Nick Cannon and Amber Rose sat down on “Nick Cannon’s Big Drive” recently to have what they clearly saw as a revelatory conversation about politics. Rose talked about leaving the Democratic party for the Republican party. Cannon made a sweeping historical claim. Together, they painted a picture of Trump as a figure of genuine inclusivity. The problem? The historical foundation they built this on is fundamentally broken.
Let’s start with what actually happened. According to reporting on the episode, Cannon stated that “Democrats is the party of the KKK” and that “Republicans are the party that freed the slaves.” Rose, who voted for Trump and later spoke at the Republican National Convention in July 2024, agreed with this framing. She cited her experience at the convention, where she felt welcomed regardless of race or sexual orientation.
The History Problem
Yes, the Republican party of the 1860s did oversee the abolition of slavery. Abraham Lincoln was a Republican. That’s factually accurate. But here’s where the argument collapses: that Republican party and today’s Republican party are not the same thing. The source material itself acknowledges this critical point, noting that “that Republican party looks nothing like President Donald Trump’s Republican party.”
This is a massive caveat. Political parties shift. They realign. Their platforms change. The Democratic party of the 1860s looked radically different from the Democratic party of 2024. Southern Democrats of that era would be unrecognizable to modern Democrats. The same applies to Republicans. Claiming modern Republicans inherit the moral mantle of Lincoln’s party because of events 160 years ago is like claiming a company’s current CEO deserves credit for decisions made by the founder’s founder.

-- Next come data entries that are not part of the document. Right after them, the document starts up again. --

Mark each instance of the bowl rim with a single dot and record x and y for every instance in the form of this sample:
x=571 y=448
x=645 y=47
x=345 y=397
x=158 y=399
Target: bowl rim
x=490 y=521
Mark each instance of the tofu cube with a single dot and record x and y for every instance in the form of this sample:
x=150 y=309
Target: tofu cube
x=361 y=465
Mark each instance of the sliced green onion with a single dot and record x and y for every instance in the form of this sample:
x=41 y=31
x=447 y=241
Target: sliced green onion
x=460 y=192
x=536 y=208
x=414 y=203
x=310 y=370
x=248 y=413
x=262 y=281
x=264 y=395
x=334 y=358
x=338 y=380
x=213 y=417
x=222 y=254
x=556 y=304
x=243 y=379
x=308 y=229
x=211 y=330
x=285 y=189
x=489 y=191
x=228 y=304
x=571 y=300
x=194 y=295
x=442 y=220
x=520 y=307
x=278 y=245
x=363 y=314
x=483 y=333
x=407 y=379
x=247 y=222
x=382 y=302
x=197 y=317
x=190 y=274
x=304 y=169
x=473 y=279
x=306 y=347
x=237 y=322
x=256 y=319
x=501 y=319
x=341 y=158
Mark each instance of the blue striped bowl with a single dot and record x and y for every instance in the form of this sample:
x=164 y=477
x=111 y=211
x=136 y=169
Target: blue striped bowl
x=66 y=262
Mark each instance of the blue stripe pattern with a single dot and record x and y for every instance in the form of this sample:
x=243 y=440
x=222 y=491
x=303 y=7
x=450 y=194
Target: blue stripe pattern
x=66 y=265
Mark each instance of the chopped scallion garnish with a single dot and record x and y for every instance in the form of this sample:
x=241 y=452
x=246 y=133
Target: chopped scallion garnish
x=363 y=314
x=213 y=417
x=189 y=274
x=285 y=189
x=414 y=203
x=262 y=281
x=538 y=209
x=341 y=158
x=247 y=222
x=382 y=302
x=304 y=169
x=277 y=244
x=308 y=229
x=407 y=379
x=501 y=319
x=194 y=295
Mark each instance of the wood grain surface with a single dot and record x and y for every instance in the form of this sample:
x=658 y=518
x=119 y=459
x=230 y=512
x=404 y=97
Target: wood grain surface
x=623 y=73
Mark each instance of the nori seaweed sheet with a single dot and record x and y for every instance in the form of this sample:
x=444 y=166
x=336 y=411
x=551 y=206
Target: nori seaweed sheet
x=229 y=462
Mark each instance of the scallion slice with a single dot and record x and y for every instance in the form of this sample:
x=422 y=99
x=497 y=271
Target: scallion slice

The historical sleight of hand here is real, and it’s worth naming.
The Pivot to Present Day
Where Rose and Cannon’s argument becomes more contemporary is when they move away from history and talk about Trump directly. Rose said she felt Trump and his supporters “don’t care if you’re Black, white, gay or straight. It’s all love.” She pointed to Trump’s appointment of Alice Johnson, a Black woman, as pardon czar, as evidence that Trump isn’t racist.
Anecdotal experience and symbolic appointments are legitimate things people can point to. But they’re also incomplete measures of a person’s or party’s actual politics. One pardon or one appointment doesn’t settle the broader question of how policies actually affect different communities. That’s not cynicism. That’s just how complex political analysis works.
The Shift That Deserves Attention
What’s actually interesting here is Rose’s own transformation. In 2016, she called Trump a “fucking idiot” and said she hoped he wouldn’t become president. Now she’s speaking at Republican conventions and praising him. That’s a genuine shift, and it raises real questions about what changed for her and why.
Maybe her politics evolved. Maybe her experience in different spaces changed her perspective. Those are fair possibilities. What’s less fair is retroactively rewriting history to justify a political choice that looks like it contradicted your earlier public statements. The historical framing feels like it’s doing that work.
The Awkward Context
There’s also an elephant in the room that the source material doesn’t shy away from: Cannon has a track record. He was fired from ViacomCBS for making antisemitic remarks. He later apologized. That context matters when he’s making sweeping moral claims about which party actually cares about people. It doesn’t disqualify his current views, but it does complicate the picture he’s trying to paint.
Politicians and celebrities flip positions all the time. People change their minds. That’s human. But when the justification for that flip relies on historical claims that don’t hold up to basic scrutiny, the argument itself becomes harder to take seriously. Rose and Cannon aren’t wrong that they’re allowed to support whoever they want. They’re just wrong about why history supports that choice.
The real question isn’t whether someone can vote Republican or Democrat. The real question is whether we’re going to let politicians and celebrities get away with rewriting history to make their choices feel inevitable instead of contingent.